Benedito pensou em replicar, mas achou melhor não. Disse que devia ter se enganado, então. E que fora outra pessoa. Quando se despediu sua mãe chegou a dizer entre risos, "cuidado com os fantasmas.".
Benedito não achou graça. Demorou a dormir. Não que acreditasse em fantasmas. Não. Benedito não acreditava em nada. Mas pensou se tivera um sonho muito vívido ou se alucinara.
No dia seguinte, quando ia trabalhar, vinha atento pela rua. E ali, perto da pracinha entre a José do Patrocínio e a Demétrio, viu a tia Cora virar a esquina vindo da Borges em sua direção, já sorrindo. Ela acenou de passagem, sorrindo muito, e passou a mão em seu ombro enquanto lhe disse:
-Não fica com essa carinha comprida. Se ela e tu foram feitos um pro outro, vai dar certo no fim.
E seguiu andando.
Benedito parou e virou, acompanhando com o olhar os passos decididos da tia Cora em direção à José do Patrocício e sumindo na esquina com a Coronel Genuíno.
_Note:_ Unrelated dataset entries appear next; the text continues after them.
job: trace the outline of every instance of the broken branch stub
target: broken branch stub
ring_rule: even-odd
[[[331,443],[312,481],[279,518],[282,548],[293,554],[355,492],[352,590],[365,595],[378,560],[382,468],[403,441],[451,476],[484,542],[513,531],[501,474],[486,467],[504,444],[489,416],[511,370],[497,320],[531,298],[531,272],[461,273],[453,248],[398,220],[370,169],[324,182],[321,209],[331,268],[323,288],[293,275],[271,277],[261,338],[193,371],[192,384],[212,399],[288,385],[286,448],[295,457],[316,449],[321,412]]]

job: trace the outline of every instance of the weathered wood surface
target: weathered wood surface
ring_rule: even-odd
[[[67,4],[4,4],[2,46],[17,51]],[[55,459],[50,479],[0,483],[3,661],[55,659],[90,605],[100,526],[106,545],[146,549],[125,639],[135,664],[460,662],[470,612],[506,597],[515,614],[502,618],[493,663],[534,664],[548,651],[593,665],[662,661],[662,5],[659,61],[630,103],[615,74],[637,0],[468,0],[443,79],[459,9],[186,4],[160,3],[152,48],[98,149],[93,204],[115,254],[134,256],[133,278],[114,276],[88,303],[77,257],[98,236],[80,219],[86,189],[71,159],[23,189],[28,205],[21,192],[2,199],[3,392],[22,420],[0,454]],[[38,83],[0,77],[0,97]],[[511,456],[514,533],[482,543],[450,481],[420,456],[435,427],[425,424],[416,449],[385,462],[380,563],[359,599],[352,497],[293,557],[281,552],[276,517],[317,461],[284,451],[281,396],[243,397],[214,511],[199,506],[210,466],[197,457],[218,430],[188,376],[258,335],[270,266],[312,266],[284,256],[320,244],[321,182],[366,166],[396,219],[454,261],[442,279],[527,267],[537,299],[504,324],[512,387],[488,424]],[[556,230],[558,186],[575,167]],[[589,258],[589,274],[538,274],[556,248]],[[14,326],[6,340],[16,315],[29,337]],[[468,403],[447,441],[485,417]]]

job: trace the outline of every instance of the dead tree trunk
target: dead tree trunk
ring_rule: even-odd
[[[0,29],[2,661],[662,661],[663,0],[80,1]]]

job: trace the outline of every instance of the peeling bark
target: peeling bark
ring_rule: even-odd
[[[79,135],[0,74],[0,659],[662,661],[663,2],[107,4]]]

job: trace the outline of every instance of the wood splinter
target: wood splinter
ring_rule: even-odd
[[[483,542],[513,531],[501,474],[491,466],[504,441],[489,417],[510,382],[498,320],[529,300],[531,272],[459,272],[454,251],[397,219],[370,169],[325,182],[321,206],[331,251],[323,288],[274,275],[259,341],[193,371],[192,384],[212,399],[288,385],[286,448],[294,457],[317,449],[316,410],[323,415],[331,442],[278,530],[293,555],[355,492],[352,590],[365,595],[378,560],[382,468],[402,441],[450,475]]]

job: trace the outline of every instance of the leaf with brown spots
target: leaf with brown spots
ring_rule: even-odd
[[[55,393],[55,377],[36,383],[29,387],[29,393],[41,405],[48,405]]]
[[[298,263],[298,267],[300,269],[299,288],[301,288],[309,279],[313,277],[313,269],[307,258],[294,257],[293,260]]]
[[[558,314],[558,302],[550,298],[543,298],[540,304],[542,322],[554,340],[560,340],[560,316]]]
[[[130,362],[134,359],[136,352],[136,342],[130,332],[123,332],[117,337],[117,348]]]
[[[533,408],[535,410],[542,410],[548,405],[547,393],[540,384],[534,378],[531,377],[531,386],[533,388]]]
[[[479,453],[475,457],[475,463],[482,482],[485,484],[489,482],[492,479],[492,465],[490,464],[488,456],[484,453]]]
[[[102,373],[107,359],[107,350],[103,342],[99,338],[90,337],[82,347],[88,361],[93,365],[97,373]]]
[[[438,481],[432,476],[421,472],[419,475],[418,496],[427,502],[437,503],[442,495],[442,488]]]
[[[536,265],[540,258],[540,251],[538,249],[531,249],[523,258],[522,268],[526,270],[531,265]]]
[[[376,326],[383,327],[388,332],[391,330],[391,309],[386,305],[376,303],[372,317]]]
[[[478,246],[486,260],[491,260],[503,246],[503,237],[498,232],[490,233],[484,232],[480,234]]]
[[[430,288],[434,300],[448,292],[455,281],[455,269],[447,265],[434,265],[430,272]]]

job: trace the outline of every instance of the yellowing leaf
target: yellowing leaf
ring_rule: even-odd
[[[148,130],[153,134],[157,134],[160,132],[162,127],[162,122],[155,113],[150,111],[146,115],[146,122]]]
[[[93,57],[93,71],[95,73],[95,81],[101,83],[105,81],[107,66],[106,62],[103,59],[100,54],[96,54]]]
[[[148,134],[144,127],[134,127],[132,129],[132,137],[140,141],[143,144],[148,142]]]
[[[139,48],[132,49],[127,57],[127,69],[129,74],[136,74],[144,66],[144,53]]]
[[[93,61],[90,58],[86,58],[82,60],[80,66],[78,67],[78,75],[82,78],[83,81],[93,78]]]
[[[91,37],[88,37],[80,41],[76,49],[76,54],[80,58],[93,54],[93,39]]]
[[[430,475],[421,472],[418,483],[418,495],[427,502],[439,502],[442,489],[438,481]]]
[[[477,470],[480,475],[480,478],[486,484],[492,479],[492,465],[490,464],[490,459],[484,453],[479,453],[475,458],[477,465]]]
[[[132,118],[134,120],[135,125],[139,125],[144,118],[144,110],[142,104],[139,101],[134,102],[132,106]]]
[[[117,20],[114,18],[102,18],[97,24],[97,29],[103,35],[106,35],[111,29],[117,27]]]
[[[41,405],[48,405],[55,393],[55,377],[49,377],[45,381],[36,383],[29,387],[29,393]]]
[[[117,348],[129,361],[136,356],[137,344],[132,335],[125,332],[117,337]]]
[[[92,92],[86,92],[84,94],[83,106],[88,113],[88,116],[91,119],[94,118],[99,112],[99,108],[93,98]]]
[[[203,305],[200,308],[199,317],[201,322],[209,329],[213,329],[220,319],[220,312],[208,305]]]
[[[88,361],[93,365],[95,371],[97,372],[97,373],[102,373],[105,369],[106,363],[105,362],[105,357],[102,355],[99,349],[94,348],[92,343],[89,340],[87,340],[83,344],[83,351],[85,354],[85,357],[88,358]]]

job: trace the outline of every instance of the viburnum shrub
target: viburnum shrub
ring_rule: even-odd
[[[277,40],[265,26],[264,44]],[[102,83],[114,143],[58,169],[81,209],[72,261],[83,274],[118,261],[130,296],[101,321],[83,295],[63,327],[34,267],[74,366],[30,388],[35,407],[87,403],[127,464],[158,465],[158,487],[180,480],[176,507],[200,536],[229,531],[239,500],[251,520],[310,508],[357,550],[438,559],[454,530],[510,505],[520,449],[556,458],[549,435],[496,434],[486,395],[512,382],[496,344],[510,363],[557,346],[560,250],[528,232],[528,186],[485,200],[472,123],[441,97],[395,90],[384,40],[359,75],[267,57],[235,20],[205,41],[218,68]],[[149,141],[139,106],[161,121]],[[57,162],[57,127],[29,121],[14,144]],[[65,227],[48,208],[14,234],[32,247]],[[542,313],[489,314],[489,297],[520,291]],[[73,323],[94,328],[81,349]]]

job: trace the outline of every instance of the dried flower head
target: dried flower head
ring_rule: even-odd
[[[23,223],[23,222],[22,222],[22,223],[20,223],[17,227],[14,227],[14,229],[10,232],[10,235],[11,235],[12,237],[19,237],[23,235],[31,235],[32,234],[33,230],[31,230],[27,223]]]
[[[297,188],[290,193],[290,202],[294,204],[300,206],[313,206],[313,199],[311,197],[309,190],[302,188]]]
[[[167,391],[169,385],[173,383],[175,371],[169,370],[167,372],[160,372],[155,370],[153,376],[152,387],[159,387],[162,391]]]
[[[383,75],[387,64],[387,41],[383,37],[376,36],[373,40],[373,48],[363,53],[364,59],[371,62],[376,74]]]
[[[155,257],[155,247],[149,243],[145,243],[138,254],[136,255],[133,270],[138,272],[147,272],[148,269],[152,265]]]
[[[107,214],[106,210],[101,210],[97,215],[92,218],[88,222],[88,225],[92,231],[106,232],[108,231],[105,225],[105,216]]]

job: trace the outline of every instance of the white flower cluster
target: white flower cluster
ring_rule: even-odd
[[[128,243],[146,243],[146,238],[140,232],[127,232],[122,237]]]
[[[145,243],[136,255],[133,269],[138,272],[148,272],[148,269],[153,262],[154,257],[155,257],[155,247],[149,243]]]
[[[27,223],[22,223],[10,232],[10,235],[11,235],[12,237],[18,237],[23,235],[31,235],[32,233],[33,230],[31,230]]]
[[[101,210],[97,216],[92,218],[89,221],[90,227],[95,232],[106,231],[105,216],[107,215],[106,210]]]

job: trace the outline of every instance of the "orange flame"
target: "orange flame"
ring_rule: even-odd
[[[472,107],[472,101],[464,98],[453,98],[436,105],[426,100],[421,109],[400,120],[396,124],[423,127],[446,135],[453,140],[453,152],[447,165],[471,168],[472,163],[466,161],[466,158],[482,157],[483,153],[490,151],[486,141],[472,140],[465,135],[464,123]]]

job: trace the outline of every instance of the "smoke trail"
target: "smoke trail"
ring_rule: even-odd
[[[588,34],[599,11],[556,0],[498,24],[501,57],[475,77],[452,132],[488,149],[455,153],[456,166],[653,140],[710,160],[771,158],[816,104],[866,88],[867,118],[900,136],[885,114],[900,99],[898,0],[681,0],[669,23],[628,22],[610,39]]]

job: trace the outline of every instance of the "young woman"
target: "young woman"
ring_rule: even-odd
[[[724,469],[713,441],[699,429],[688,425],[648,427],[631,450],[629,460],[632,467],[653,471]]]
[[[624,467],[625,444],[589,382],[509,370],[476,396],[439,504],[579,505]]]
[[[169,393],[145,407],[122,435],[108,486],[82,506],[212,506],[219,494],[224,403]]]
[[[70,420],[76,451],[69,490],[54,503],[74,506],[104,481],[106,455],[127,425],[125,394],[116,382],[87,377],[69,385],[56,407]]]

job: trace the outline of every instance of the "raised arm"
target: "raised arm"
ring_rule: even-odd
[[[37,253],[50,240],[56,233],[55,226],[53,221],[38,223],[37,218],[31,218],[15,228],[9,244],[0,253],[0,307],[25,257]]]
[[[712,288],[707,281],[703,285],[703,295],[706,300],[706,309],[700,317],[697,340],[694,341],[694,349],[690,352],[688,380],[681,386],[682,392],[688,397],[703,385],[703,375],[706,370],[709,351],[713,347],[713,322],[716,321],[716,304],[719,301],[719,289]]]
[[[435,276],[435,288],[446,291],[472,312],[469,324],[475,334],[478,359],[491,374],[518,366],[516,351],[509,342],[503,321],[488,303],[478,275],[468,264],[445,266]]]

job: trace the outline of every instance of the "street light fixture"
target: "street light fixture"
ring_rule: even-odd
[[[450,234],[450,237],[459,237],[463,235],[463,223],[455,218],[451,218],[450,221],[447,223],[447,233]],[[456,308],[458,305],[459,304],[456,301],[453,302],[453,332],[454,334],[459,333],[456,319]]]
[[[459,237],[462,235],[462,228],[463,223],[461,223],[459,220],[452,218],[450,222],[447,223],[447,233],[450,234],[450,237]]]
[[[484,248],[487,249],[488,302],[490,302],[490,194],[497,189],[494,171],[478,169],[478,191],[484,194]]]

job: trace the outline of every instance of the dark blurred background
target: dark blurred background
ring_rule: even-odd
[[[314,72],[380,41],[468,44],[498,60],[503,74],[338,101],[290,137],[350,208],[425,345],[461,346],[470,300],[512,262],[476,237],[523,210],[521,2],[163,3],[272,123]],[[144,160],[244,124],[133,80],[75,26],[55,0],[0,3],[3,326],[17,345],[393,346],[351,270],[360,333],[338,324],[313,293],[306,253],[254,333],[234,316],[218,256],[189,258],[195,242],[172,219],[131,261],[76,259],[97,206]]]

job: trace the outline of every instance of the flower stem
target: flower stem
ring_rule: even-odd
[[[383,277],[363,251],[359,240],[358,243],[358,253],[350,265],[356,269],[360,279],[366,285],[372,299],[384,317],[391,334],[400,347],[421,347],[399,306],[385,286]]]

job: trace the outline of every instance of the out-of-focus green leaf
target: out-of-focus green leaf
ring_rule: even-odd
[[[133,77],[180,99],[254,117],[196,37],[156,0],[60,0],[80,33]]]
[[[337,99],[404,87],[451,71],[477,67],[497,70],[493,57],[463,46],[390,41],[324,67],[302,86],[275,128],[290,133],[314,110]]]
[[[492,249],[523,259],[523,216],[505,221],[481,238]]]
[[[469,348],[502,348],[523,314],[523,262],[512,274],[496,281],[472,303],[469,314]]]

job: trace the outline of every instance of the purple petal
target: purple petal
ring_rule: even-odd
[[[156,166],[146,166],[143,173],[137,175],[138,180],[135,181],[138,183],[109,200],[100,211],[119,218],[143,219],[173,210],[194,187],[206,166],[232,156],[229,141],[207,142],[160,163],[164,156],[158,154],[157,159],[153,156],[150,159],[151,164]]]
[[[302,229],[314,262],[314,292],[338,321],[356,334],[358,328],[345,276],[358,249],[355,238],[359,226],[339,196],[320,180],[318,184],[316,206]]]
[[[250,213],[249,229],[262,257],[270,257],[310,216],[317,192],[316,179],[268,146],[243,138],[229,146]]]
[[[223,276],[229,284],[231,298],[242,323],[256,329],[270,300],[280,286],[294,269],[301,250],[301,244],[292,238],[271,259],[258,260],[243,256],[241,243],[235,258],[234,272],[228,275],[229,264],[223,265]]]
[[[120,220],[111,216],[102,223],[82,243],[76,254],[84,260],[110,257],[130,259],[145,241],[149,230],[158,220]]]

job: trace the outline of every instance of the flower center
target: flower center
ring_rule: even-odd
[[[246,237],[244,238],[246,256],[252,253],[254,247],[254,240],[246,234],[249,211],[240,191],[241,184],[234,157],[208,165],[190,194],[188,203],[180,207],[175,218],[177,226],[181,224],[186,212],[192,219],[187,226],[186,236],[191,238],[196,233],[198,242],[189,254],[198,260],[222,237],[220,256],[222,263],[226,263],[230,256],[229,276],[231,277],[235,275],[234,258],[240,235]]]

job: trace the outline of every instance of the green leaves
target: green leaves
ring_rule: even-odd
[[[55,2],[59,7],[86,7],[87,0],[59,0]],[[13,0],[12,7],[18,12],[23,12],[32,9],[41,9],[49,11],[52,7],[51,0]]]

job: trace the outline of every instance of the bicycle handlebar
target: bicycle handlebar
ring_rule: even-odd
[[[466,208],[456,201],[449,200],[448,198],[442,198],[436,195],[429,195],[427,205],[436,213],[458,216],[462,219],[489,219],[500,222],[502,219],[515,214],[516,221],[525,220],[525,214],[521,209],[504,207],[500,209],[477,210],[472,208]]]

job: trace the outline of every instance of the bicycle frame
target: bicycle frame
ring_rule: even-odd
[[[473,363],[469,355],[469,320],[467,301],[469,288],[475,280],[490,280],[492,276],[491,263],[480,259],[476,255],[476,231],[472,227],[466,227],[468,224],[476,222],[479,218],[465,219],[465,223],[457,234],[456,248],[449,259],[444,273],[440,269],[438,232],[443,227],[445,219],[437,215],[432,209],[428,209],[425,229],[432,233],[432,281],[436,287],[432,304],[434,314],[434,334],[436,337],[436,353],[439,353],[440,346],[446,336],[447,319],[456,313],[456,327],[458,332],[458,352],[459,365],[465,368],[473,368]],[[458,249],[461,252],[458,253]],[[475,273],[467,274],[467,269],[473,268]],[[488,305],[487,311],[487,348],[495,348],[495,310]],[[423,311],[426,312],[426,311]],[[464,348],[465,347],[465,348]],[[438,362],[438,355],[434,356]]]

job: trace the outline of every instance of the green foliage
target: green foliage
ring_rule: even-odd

Benedito pensou muito naquele dia. Foi relapso no trabalho. Ficou com a tia Cora na cabeça. Estaria ficando louco? Alucinando? Repassou tudo o que fizera no dia anterior e não lembrava de ter ingerido nenhum psicotrópico de nenhuma espécie, embora lembrasse com bastante detalhes do seu dia.
No dia seguinte falou com um dos seus amigos e conseguiu o telefone de Jorge. Ligou e expressou suas condolências, sentiu, com isso, uma ponta de paz.
Entretanto, após cruzar com tia Cora na rua novamente, e ouvir dela que a noite sempre ficava mais escura antes de amanhecer, percebera que não fora o suficiente.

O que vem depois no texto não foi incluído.